Acho que avançámos, porque há alguns anos ir à terapia ou pedir ajuda era algo vergonhoso. O facto de estar na atualidade e aparecer nos meios de comunicação, de se falar de stress ou de diferentes problemas, é positivo. Mas acho que no que diz respeito a doenças mais graves, delírios, psicoses, ainda precisamos de saber o que fazer quando isso acontece, quando uma situação dessas chega às nossas casas. Quando alguém tem um discurso incoerente, o mais intuitivo talvez seja dizer que está errado, que tem de mudar de opinião, que isso não é verdade, e isso faz com que a pessoa se sinta muito mais isolada. Isso por um lado, mas depois há também o nível da saúde pública. Não sei como funciona em Portugal, mas em Espanha faltam meios, porque uma consulta com um psiquiatra pode durar entre 10 e 15 minutos, e podem passar entre 3 e 6 meses entre uma consulta e outra. Sinto que cada vez há mais profissionais sensíveis que gostariam de fazer o seu trabalho de outra forma, mas não têm os meios, ou os que estão lá estão muito sobrecarregados e quase não conseguem oferecê-los.

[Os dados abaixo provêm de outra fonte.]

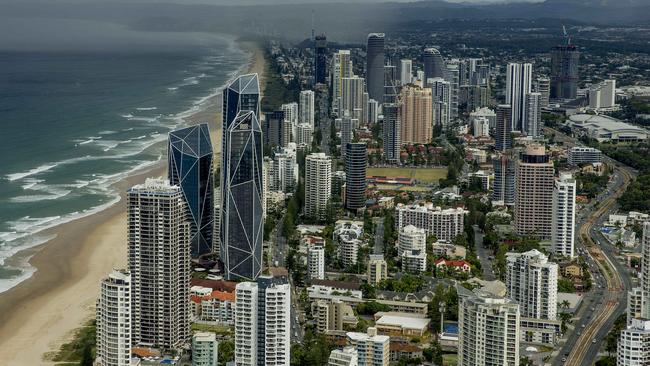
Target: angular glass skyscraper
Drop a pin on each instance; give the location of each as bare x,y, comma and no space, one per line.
375,66
241,181
190,164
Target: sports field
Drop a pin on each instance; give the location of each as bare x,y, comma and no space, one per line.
420,174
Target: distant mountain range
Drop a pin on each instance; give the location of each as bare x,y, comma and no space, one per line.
341,20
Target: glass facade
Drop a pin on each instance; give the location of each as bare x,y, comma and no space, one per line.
190,167
242,221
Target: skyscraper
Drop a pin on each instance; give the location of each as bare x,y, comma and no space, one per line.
375,66
503,138
306,107
347,133
263,322
241,179
415,114
564,72
190,165
391,84
452,75
531,281
434,65
488,329
406,71
564,212
318,185
532,122
316,262
441,96
518,84
534,193
503,189
242,195
352,97
159,262
320,59
356,161
274,128
391,130
543,86
114,320
634,344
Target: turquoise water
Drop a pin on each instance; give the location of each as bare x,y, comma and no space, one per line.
76,121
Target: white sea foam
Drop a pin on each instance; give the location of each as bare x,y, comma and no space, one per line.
28,173
27,232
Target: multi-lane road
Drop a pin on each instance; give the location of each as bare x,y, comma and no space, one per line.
611,279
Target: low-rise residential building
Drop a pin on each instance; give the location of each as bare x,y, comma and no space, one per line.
333,315
205,349
401,324
414,261
347,356
445,224
377,268
454,265
373,349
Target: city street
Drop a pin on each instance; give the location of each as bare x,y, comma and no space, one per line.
607,300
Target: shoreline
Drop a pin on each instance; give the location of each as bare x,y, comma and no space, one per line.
42,312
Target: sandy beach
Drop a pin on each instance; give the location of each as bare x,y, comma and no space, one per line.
41,313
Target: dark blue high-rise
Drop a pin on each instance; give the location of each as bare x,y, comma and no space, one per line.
190,166
241,223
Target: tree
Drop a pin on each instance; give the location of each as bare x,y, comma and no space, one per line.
226,351
433,353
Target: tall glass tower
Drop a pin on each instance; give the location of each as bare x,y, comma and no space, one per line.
189,158
241,181
375,66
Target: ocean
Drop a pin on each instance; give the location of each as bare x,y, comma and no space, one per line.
75,120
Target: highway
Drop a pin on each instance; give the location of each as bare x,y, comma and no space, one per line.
607,301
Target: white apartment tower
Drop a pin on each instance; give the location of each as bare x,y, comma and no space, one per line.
564,212
634,344
532,117
531,281
290,112
372,349
159,263
316,262
306,107
406,71
411,238
488,329
318,184
284,173
341,68
518,85
263,322
352,98
441,95
114,320
377,268
347,356
445,224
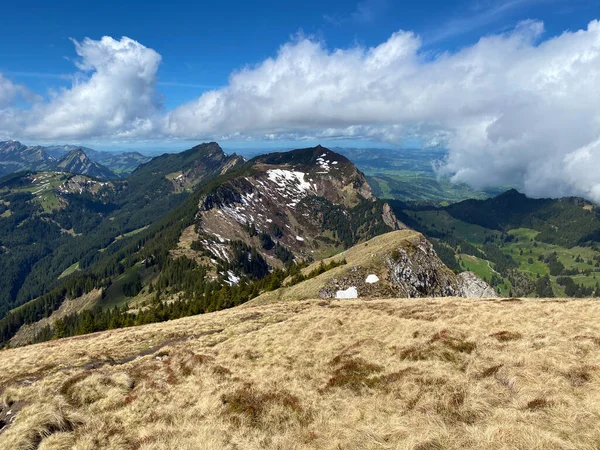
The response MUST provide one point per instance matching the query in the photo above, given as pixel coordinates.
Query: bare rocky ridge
(301, 199)
(400, 264)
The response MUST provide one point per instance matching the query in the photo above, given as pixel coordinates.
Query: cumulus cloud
(113, 94)
(512, 108)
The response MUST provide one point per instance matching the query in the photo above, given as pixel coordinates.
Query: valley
(200, 231)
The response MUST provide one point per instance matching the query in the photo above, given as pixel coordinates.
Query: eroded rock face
(474, 287)
(415, 270)
(411, 269)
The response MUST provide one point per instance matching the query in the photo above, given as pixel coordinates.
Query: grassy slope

Quais são as principais lições que espera que as pessoas tirem deste livro?
O que mais gostaria é que, depois de lerem, tivessem uma visão mais empática com alguém que possa estar a passar por uma crise, porque acho que o imaginário coletivo nos remete mais para um filme de terror do que para alguém que gostaríamos de ter por perto. Gostaria que o livro ajudasse a ver que chegar a uma situação assim normalmente tem algo por trás e que ninguém está livre de passar por algo semelhante em determinado momento. Que fosse visto com um pouco mais de empatia e amor.
O livro tem inspiração biográfica. Escreve-lo ajudou-a a entender melhor alguns aspetos da sua vida?
Sim, sem dúvida. Na verdade, comecei porque tinha muitas perguntas: porque tinha sido uma criança cuidadora? O que tinha levado a minha mãe à loucura? Como cada membro da família tinha agido? Então, foi uma busca por compreensão e, nessa busca e no exercício de escrever, distancias-te da história, vês-te de fora e isso dá-te clareza. Fui encontrando respostas e isso mudou muito a minha visão. Ajudou-me muito e compartilhar isto também se tornou uma espécie de ativismo, que sinto que dá permissão para que outros também o exponham.